Premier Andrew Fahie remains evasive about whether a second round of stimulus will be presented by his government to badly hurting businesses in the territory; further fuelling speculation by residents of the Virgin Islands over whether there will be assistance coming their way.
The Leader of Government Business was at the time being questioned by Opposition Leader Marlon Penn about his intention to introduce any new stimulus measures for businesses in the territory.

Penn observed that after a year into the COVID-19 pandemic, businesses continue to experience severe financial pressure and are continuing to close.

“Unlike larger countries that have their own printery,” Fahie told the House of Assembly recently. “The BVI does not print money. We have to earn it and build upon it.”

Fahie said while he has sympathy for the businesses that are hurting, his government has been trying and has assisted with grants previously.

“What about the almost 2,000 businesses that we helped?” Fahie asked. “I don’t’ hear anything about them … We pick on the couple that we still haven’t gotten to.”

Penn previously called on government to disperse a second round of economic stimulus to further support residents and businesses still reeling from the effects of the COVID-19 pandemic. At the time, he urged that funds for this new stimulus to be taken from “reserve funds, including budget reprioritisation to free up funding”.

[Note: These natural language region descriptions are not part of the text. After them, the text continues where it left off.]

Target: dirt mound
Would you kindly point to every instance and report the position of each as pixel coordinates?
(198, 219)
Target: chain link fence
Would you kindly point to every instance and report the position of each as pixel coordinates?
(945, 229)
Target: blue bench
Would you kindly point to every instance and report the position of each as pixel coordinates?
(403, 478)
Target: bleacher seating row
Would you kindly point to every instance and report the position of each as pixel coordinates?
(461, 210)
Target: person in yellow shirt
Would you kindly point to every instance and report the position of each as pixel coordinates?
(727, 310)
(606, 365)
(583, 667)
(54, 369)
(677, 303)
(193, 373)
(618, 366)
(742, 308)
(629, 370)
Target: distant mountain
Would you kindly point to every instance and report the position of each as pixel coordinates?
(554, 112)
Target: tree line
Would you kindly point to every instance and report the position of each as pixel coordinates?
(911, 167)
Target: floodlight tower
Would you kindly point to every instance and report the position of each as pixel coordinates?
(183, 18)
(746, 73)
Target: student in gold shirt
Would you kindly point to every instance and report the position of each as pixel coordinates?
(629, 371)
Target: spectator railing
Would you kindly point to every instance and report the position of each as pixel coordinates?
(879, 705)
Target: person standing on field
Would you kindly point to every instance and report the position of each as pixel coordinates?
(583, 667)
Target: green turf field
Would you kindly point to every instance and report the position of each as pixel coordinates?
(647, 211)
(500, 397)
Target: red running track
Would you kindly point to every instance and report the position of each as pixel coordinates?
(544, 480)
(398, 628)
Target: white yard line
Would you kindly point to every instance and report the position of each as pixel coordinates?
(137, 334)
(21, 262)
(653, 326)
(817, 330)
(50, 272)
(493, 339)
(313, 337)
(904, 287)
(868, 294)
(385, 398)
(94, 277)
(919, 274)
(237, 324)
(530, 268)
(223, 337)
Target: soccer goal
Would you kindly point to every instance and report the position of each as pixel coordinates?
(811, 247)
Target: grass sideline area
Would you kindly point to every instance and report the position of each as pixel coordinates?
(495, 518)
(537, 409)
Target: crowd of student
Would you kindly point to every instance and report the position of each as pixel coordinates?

The Premier, however insists: “In the Virgin Islands, we are working together doing the best we can with what is in our hand.”

Further, Fahie said he previously outlined a raft of initiatives to benefit businesses, families and the economies.

He told the House that while other countries might appear to be flourishing, they were very much like a duck in their appearance; “[they] look good up on top but underneath paddling to stay afloat.”

Premier Fahie added: “The world as a result [of the COVID-19 pandemic] is faced with decreased economic activity because businesses have had to close their doors, people have had to stay indoors and lessen travel.”